Reviving its core concerns, India on Wednesday valiantly raised the issue of equity, central to the climate deal and copyright in technology transfer, two issues perceived to be falling under the burden of finance and higher emission cuts for rich nations.
Mira Mehrishi, India’s head of climate negotiation at Doha, told ministers at a roundtable that the talks were gripped in a 'crises of confidence' and the central problem was implementing the commitments already made.
Plain-speaking, the additional secretary in the environment ministry said that no funds have flown into the Green Climate Fund created three years ago and there are no resources to make technology transfer mechanism functional and address the concerns over the copyright regime, which is preventing access to cost effective technologies.

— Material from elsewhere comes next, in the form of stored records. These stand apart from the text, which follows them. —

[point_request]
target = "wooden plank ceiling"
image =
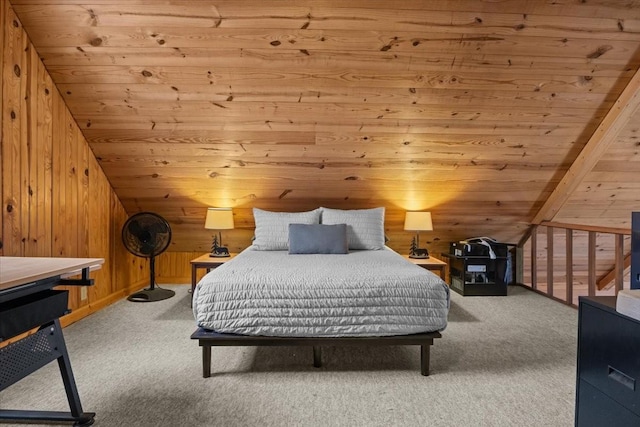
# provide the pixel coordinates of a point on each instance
(474, 110)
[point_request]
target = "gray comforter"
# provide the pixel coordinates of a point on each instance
(363, 293)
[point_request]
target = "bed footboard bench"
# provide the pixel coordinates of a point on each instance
(208, 339)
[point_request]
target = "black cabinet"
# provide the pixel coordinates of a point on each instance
(608, 368)
(472, 275)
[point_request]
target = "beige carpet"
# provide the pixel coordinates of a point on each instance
(502, 361)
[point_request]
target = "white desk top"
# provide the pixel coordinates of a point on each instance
(15, 271)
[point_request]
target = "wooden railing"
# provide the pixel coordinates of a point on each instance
(603, 264)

"Technologies that can quickly address this challenge are protected by intellectual property right regime," she said, seeking a global mechanism to facilitate access to such technologies.
She also tried to allay the notion being spread by the rich nations that equity does no good, as the principle of historical responsibility for global warming causing emissions is fading with rising emission of the developing world. "Notion of equity is projected in historical responsibility and cannot be projected only in future," she added.

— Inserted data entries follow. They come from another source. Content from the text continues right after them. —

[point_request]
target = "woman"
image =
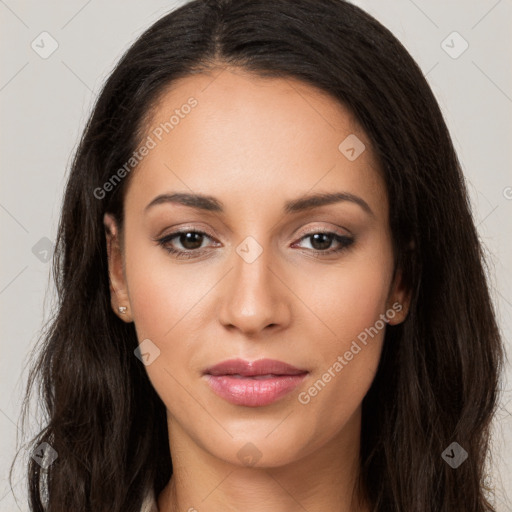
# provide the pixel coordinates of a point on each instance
(271, 290)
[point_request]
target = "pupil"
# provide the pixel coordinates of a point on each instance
(318, 237)
(191, 240)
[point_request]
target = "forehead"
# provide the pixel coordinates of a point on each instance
(233, 132)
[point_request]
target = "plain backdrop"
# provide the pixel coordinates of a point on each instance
(45, 103)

Sunita Narain, director general of Centre for Science and Environment, said that there could not be any future climate deal without equity being its foundation.
"Equity is central Rio principles under which the UN Convention on Climate Change was formulated. Equity in atmospheric space and finances from rich nations to the developing world is important to ensure that vulnerables nations can effectively fight climate change," she said at a side-event organized by CSE at the conference of 200 countries.
Receiving ample support from other developing countries, especially China, Mehrishi urged countries to implement rule based multi-lateral system for the second commitment period of Kyoto Protocol and a new deal to be applicable from 2020.